I was a couple days postpartum, and she came in haste to deliver some lactation cookies. She came again in haste when I was in the throes of postpartum depression. I really wanted her to leave me alone in my brokenness, but instead she delivered an entirely homemade chicken pot pie that was so good that I won’t have one that isn’t made from her recipe (neither will my husband for that matter).
She came in haste to feed us because she knew we would need to be comforted.
She came in haste when I didn’t want to talk to anyone.
She came in haste even though I tried to ignore her text messages, but she was so persistent that I couldn’t.
She came in haste even though she had just lost a baby who grew in her womb and passed away after birth.

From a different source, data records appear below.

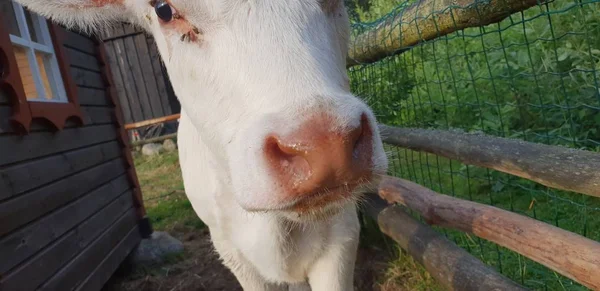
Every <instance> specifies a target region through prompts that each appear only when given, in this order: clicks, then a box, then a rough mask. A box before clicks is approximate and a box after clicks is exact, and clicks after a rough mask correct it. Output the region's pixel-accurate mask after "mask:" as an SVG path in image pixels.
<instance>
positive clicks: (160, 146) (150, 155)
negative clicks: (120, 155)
mask: <svg viewBox="0 0 600 291" xmlns="http://www.w3.org/2000/svg"><path fill="white" fill-rule="evenodd" d="M162 151H163V146H162V145H160V144H157V143H149V144H145V145H144V146H143V147H142V154H143V155H144V156H156V155H159V154H160V153H161V152H162Z"/></svg>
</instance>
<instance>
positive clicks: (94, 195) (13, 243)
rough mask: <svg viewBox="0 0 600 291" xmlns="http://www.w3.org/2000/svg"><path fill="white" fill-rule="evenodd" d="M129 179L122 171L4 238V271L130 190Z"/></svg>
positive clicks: (2, 269)
mask: <svg viewBox="0 0 600 291" xmlns="http://www.w3.org/2000/svg"><path fill="white" fill-rule="evenodd" d="M130 188H131V187H130V185H129V181H128V180H127V176H126V175H121V176H120V177H118V178H116V179H115V180H112V181H110V182H109V183H108V184H106V185H104V186H102V187H100V188H98V189H96V190H94V191H92V192H91V193H89V194H87V195H85V196H83V197H81V198H79V199H77V200H75V201H73V202H72V203H69V204H67V205H65V206H64V207H61V208H59V209H57V210H56V211H54V212H51V213H50V214H48V215H46V216H44V217H42V218H40V219H39V220H38V221H36V222H34V223H33V224H30V225H27V226H25V227H24V228H21V229H19V230H18V231H16V232H14V233H12V234H10V235H8V236H6V237H4V238H2V239H0V257H2V260H1V261H0V274H6V273H7V272H8V271H9V270H10V269H12V268H14V267H15V266H16V265H17V264H20V263H21V262H23V261H25V260H26V259H27V258H29V257H30V256H31V255H33V254H35V253H37V252H38V251H39V250H41V249H42V248H44V247H45V246H46V245H48V244H49V243H51V242H52V241H54V240H56V239H57V238H59V237H61V236H62V235H63V234H64V233H65V232H67V231H69V230H70V229H71V228H73V227H74V226H76V225H78V224H80V223H81V222H83V221H84V220H86V219H88V218H89V217H90V216H92V215H93V214H95V213H96V212H98V211H99V210H101V209H103V208H104V207H106V206H107V205H108V204H109V203H111V202H112V201H113V200H115V199H116V198H117V197H119V196H121V195H123V193H125V192H128V195H129V196H131V191H128V190H129V189H130Z"/></svg>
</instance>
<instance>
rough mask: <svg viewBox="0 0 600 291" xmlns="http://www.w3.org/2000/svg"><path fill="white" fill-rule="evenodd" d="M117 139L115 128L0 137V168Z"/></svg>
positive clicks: (109, 125)
mask: <svg viewBox="0 0 600 291" xmlns="http://www.w3.org/2000/svg"><path fill="white" fill-rule="evenodd" d="M116 138H117V129H116V128H115V126H114V125H99V126H87V127H77V128H69V129H64V130H62V131H59V132H56V133H50V132H36V133H31V134H29V135H26V136H12V135H8V136H0V153H7V154H2V155H0V166H3V165H7V164H10V163H14V162H21V161H25V160H30V159H34V158H39V157H43V156H46V155H52V154H56V153H59V152H63V151H69V150H74V149H77V148H83V147H86V146H90V145H93V144H99V143H103V142H107V141H111V140H115V139H116Z"/></svg>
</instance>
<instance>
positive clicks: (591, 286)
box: [379, 177, 600, 290]
mask: <svg viewBox="0 0 600 291" xmlns="http://www.w3.org/2000/svg"><path fill="white" fill-rule="evenodd" d="M379 195H380V196H381V197H382V198H383V199H385V200H386V201H388V202H389V203H394V202H397V203H400V204H402V205H405V206H407V207H408V208H410V209H413V210H415V211H417V212H418V213H419V214H420V215H421V216H423V218H425V219H426V220H427V221H428V222H429V223H431V224H435V225H440V226H443V227H448V228H452V229H457V230H460V231H464V232H468V233H472V234H474V235H476V236H478V237H481V238H483V239H486V240H489V241H491V242H494V243H496V244H498V245H500V246H503V247H505V248H508V249H511V250H513V251H515V252H517V253H520V254H522V255H524V256H526V257H528V258H530V259H532V260H534V261H536V262H538V263H540V264H542V265H544V266H546V267H548V268H550V269H552V270H554V271H556V272H558V273H560V274H562V275H564V276H566V277H568V278H571V279H573V280H575V281H577V282H579V283H581V284H582V285H585V286H586V287H588V288H591V289H592V290H600V276H598V274H600V243H598V242H596V241H593V240H590V239H588V238H585V237H583V236H580V235H577V234H575V233H572V232H569V231H566V230H563V229H560V228H558V227H555V226H552V225H549V224H547V223H543V222H541V221H538V220H535V219H532V218H529V217H526V216H523V215H519V214H515V213H512V212H510V211H506V210H502V209H499V208H496V207H493V206H489V205H484V204H479V203H475V202H471V201H465V200H461V199H457V198H453V197H450V196H447V195H441V194H438V193H436V192H434V191H432V190H430V189H427V188H425V187H422V186H420V185H417V184H415V183H413V182H410V181H406V180H402V179H398V178H394V177H383V178H382V180H381V183H380V185H379Z"/></svg>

Here she was serving me. I felt like such a coward. She didn’t allow her grief to harden her heart, and there I was with a baby in my arms, still reeling with depression because of the circumstances surrounding my son’s birth.
I was so ashamed of my body because I believed it had failed me. I didn’t want her to see me this vulnerable and wounded.
She came in haste to break through the grief that was penetrating my heart.
She came in haste, and I will never forget how she treated me as if I belonged to her.
Who has been Mary to you and has come to you in haste? Thank the Lord for her and be that for someone else today. Go in haste and treat her as if she belongs to you.